Le jeune homme avait écouté tout le monde en silence mais on sentait qu'il bouillait intérieurement. Aussi quand Vincent l'invita à parler il se précipita sur l'occasion pour vider son sac.


- J'admets que cette opération a l'apparence d'un succès. Des centaines de milliers de personnes ont pu voir que XIV se foutait royalement de leur gueule. Il y a eu des manifs. Et Cypher a même vu la valeur de sa société baisser à la bourse. Mais c'est un succès en trompe l’œil. Regardez comme la situation s'est arrangée rapidement pour lui. Cet enfoiré a tous les médias et les politiques avec lui. On ne pourra jamais l'atteindre par la voie pacifiste. Il ne paiera jamais pour ce qu'il a fait. On doit appliquer la justice nous-mêmes. Et pour moi, il mérite la mort.


Tout le monde avait écouté attentivement Rodolphe. Son air déterminé et solennel n'y était sans doute pas étranger. On sentait que la dernière phrase divisait. Certains approuvaient, d'autres y étaient foncièrement hostiles, les derniers tentaient de comprendre. Vincent sentit que ce qu'il répondrait pouvait avoir une importance cruciale pour l'avenir de Rodolphe dans le groupe et peut-être pour le groupe lui-même. Il avait toujours été un partisan de la non violence mais il savait que cette position devenait de moins en moins majoritaire au sein du groupe.

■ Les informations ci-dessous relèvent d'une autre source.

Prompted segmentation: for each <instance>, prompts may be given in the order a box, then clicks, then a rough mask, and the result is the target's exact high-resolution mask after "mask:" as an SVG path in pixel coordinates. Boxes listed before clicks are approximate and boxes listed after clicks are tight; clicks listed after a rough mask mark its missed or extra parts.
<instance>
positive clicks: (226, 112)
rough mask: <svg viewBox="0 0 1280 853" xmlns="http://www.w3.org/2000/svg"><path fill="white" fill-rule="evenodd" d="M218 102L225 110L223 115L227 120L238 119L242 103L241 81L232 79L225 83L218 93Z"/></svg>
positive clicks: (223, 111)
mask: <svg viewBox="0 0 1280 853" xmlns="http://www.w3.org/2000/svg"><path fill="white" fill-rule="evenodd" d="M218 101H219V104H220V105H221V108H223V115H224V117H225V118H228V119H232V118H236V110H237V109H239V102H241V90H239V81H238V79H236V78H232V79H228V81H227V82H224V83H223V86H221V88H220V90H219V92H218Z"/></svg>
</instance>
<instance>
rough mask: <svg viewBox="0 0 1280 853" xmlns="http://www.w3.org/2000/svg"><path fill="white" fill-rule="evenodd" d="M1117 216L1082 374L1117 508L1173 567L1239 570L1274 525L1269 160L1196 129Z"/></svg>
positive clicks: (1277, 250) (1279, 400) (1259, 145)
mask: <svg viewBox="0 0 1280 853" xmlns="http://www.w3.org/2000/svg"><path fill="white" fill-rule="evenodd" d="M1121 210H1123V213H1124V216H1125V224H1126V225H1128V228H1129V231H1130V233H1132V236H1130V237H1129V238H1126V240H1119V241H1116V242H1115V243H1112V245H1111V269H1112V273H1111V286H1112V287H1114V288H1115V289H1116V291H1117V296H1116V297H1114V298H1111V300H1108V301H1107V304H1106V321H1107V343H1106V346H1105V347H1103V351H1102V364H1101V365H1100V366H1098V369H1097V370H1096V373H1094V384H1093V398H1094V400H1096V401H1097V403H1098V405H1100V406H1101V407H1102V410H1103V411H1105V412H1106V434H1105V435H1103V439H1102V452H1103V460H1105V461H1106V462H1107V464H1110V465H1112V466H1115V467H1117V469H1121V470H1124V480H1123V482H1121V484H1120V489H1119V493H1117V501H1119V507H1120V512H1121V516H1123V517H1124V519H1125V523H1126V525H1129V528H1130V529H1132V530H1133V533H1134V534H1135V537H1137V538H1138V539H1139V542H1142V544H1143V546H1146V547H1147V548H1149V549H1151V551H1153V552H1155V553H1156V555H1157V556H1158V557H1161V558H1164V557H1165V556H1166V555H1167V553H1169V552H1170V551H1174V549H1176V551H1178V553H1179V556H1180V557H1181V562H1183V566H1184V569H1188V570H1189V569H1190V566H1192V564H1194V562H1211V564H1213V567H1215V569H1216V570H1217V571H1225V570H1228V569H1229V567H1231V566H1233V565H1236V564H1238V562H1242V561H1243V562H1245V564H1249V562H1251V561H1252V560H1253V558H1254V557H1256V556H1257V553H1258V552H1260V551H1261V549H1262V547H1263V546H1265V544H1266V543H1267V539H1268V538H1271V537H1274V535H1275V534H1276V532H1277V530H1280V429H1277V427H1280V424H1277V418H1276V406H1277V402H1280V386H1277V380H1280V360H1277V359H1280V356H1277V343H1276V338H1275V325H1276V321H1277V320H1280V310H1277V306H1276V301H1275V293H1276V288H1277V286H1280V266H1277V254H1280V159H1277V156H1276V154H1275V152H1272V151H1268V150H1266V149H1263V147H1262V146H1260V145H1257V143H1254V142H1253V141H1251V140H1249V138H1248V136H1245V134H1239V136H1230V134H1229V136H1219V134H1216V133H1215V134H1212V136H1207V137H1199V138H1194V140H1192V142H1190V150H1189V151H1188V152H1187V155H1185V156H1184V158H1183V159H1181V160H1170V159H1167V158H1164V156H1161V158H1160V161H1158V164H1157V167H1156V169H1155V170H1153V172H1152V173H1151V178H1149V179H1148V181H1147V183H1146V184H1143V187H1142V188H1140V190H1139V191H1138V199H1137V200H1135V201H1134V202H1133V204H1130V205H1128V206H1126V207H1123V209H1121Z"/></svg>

- Je comprends tout à fait ton sentiment Rodolphe. Ce type commet des crimes et il est normal qu'il subisse le même sort. Œil pour œil, dent pour dent. Mais est-ce que ça ressemble à nos principes de justice ? Est-ce qu'on en est toujours à la loi du talion ? Interrogea Vincent, profondément peiné par la proposition de Rodolphe.

- Je comprends tout à fait ce que tu dis Vincent. Évidemment qu'en droit la loi du talion n'est pas la justice qu'on défend ici. Mais nous sommes dans le vrai monde et non dans celui éthéré de la philosophie morale. Nos ennemis n'ont pas de principe et ça les rend plus dangereux. Il faut qu'on leur fasse peur, qu'ils sachent que nous aussi on peut être méchant. Si on continue avec nos actions pacifiques, on ne les arrêtera pas.


L'atmosphère était de plus en plus pesante. Une fracture se dessinait dans l'assemblée silencieuse. Julie, qui partageait pleinement la vision de Vincent, intervint à nouveau.


- On ne peut pas abandonner nos principes Rodolphe. Qu'est-ce qui nous distinguera de ceux que nous combattons sinon ? Ceux à qui nous voulons ouvrir les yeux, que se diront-ils en voyant que nous sommes capables de tuer ? Et nos ennemis utiliseront cela contre nous. Ils diront : voyez comme ils sont violents ; toutes les révolutions mènent à la dictature. Notre victoire est déterminée par notre capacité à suivre les principes que l'on proclame.


Rodolphe était sur le point de répondre quand la sonnette de l'entrée résonna. Tout le monde se dispersa dans les différentes pièces comme c'était prévu en pareille situation. Vincent regarda à travers l’œilleton de la porte. Un homme jeune tenait un colis sous le bras. Le chef ouvrit la porte.


- Monsieur Soulèze ? Demanda le livreur.

- C'est la maison d'à côté répondit poliment Vincent.


Le livreur quitta les lieux. Vincent referma la porte. Désormais il avait un problème avec Rodolphe.